What Works?

Progressives have the word ‘affordability’ and are going to run with it. Two prominent areas where costs are particularly burdensome for the public are housing and healthcare. Ranting about high prices only gets you so far. At some point, you have to come up with solutions.

Who better to look to for progressive answers than Ezra Klein, the New York Times columnist, turned the left’s Abundance guru due to his co-authored book “Abundance.” For the latest from the left on healthcare, who better than the principal author of the Affordable Care Act, Ezekiel J. Emanuel?
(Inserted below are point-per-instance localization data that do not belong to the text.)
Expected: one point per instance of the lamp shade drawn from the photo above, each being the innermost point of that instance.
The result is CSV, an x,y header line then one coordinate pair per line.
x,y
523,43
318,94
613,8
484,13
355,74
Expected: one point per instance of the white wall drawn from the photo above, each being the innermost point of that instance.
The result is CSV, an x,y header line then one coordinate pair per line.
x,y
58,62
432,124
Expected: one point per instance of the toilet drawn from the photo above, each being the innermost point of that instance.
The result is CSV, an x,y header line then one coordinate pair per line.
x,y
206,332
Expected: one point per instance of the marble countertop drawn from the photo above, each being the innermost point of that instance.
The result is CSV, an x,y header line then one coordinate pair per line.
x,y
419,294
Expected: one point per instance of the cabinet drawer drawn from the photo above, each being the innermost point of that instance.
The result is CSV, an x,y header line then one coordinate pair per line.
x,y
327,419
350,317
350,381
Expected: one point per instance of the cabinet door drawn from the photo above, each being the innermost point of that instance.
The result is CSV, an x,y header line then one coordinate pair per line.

In his book, Klein unearthed the reason for our inability to build anything. We don’t make enough houses because of government restrictions and red tape. Heavens, what else will he find directly under his nose? He provides us with this illuminating chart in a recent article to state the obvious:

Klein offers insights into progressive solutions. The Center for American Progress and the Searchlight Institute would give some rent subsidies, but, like all subsidies, this would only add to demand, not increase supply, unless you could address the red tape and restrictions.

Many of the restrictions are aimed at preventing the construction of multi-family units in established single-family housing communities. Klein admits this could lower values, so there is no incentive for owners to increase density. People rarely vote against their economic interests.

This situation leaves Klein with one solution that I’ve expounded on in this blog: modular housing. Do the major work in factories rather than on-site. He, again, cites the Center for American Progress. “It wants the federal government to seed a major research program to fund innovation in housing construction.” Backdoor subsidies through military and other government purchases would maintain market continuity and the demand needed to bring in manufacturers.

Klein puts it this way, “One problem the modular housing industry has faced is the absence of steady demand to keep the factories running and work out the kinks of construction.” But then he refers to Sweden, where “more than 40 percent of new homes — and more than 80 percent of single-family homes — are fabricated off-site.” How can a small nation maintain a vibrant modular home industry when we have a market 32 times greater, and we can’t?